Promenade

« Caminante, no hay camino,
se hace camino al andar.»

Ces vers d’Antonio Machado me semblent une bonne façon d’aborder « Les anneaux de Saturne » de W.G. Sebald. Résumer un livre comme ça en quelques phrases est une tâche ingrate destinée aux indélicats qui pensent pouvoir retirer la substantifique moelle d’une œuvre en deux, trois coups d’hache émoussée. J’ai succombé à cette tentation de nombreuses fois, et ai peur de ne pouvoir l’éviter cette fois-ci non plus malgré toute ma bonne volonté. Je suis bien trop faible d’esprit pour ne pas tomber dans le démoniaque piège de la facilité.

On connaît de nombreux livres à vocation encyclopédique, où l’auteur affiche l’intention claire d’enfermer entre les pages marquées à l’encre la plus noire tout ce que le monde avait jusqu’alors d’indicible, révélant ainsi à tous la brute et horrible réalité qui nous entoure, sans que l’on en ait le moindre soupçon. Cette ambition presque métaphysique est bien souvent couronnée des lauriers desséchés d’un échec qui n’est pas fracassant tant il s’avère absolument minable. Sebald ne tombe pas dans ce piège.

Comme Walser, le narrateur se ballade. L’air de ne pas y toucher, il jette sur la page les impressions retirées d’une longue promenade dans une zone assez circonscrite géographiquement : la superbe campagne anglaise du Suffolk. Qui aimer marcher sait à quel point l’esprit travaille, gamberge, prend la tangente au cours de ces journées solitaires. Inévitablement, Sebald digresse. Son esprit part dans tous les sens, son livre aussi. Pourtant, le chaos n’est qu’apparent. Petit à petit, en observant tour à tour chaque détail, chaque anecdote, chaque leçon de choses, force est de constater que le lecteur à devant lui le portrait superbement ordonné d’un monde qui n’est plus vraiment ce qu’il était.

Mutatis mutandis, « Les anneaux de Saturne » évoquent en moi, la folie du narrateur en moins, le « Wittgenstein’s mistress » de David Markson, cet admirable travail sur l’art, la mémoire et l’identité – quelle ne fut d’ailleurs pas ma stupéfaction de découvrir que Scott Esposito avait déjà fait le lien. Sebald parcourt les ruines d’un monde sur le chemin de la destruction et s’affaire à en retirer des souvenirs, des épiphanies situées quelque part entre le fictionnel et le non fictionnel, dans une zone d’incertitude qui, pourtant, frappe l’imagination et éclaire le jour d’une lumière irradiante jusque là inconnue.

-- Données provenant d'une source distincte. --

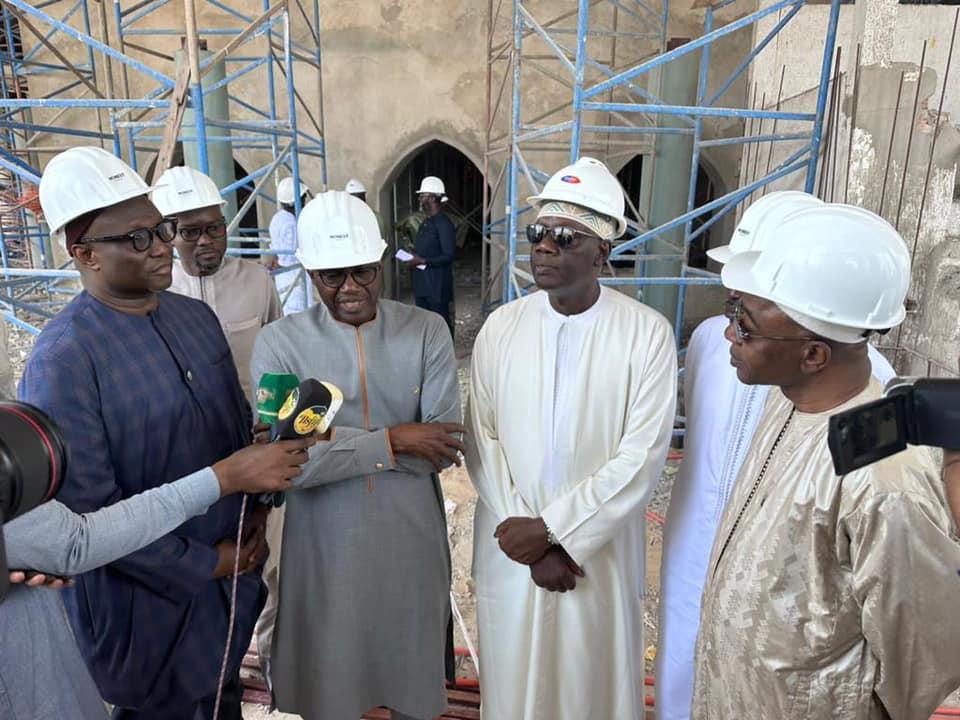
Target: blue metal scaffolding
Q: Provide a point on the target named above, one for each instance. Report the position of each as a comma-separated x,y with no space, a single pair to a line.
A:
635,122
259,52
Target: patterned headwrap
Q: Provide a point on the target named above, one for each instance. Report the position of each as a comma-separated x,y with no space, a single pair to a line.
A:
601,225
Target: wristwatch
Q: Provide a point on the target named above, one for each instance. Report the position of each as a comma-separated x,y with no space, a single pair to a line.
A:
551,538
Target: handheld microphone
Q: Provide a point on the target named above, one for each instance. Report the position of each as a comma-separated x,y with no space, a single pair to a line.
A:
272,392
310,408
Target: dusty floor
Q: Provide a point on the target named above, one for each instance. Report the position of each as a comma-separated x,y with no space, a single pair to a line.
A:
461,498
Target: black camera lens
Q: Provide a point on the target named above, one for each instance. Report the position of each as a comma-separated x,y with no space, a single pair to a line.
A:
33,458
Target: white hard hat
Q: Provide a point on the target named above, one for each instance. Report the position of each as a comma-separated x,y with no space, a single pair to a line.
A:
837,264
338,230
83,179
285,191
355,187
590,184
432,185
182,189
766,212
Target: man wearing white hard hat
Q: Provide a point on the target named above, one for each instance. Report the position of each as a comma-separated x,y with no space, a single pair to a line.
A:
240,292
721,417
365,570
283,241
434,250
826,596
572,399
244,298
142,383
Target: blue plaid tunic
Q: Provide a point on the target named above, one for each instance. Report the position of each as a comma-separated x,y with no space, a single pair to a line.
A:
142,401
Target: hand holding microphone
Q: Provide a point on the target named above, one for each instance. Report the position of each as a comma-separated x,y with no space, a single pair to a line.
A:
263,468
294,410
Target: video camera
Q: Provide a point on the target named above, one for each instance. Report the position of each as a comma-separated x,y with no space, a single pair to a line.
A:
912,411
33,462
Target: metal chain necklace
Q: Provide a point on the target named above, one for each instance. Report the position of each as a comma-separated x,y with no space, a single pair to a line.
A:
756,486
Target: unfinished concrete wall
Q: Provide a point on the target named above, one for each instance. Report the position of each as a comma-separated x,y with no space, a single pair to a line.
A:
888,162
398,74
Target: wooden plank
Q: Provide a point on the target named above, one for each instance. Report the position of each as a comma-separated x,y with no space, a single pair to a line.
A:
169,142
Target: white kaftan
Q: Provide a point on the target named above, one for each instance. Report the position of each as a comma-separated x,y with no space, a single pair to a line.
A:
722,417
570,420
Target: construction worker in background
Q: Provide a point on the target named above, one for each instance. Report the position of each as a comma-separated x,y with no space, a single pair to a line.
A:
433,253
721,418
365,577
143,386
283,241
572,399
826,596
241,293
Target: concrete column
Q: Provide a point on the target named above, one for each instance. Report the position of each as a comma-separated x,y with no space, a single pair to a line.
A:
216,107
670,180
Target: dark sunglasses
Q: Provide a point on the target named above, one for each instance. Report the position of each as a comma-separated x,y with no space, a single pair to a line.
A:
734,311
214,231
563,237
335,279
141,238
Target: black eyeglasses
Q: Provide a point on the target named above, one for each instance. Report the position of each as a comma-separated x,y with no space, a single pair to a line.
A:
734,311
563,237
334,279
214,231
141,238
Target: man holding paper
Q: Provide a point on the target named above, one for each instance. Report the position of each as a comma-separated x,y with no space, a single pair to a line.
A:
434,250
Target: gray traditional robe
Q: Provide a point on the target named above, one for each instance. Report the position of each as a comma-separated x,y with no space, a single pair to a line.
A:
365,569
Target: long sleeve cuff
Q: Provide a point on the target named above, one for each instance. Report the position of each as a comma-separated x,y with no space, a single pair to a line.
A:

Oui, on en apprend plus sur nous-mêmes et nos confrères en disgrâce dans ces quatre cents pages que dans quelque prose bassement réaliste que ce soit, trop contente qu’elle est de se rouler dans la fange d’un quotidien glauque qui ne saurait plaire qu’au thanatologue ne se sentant plus d’aise dans l’odeur de putréfaction dégagée par les entrailles de notre monde.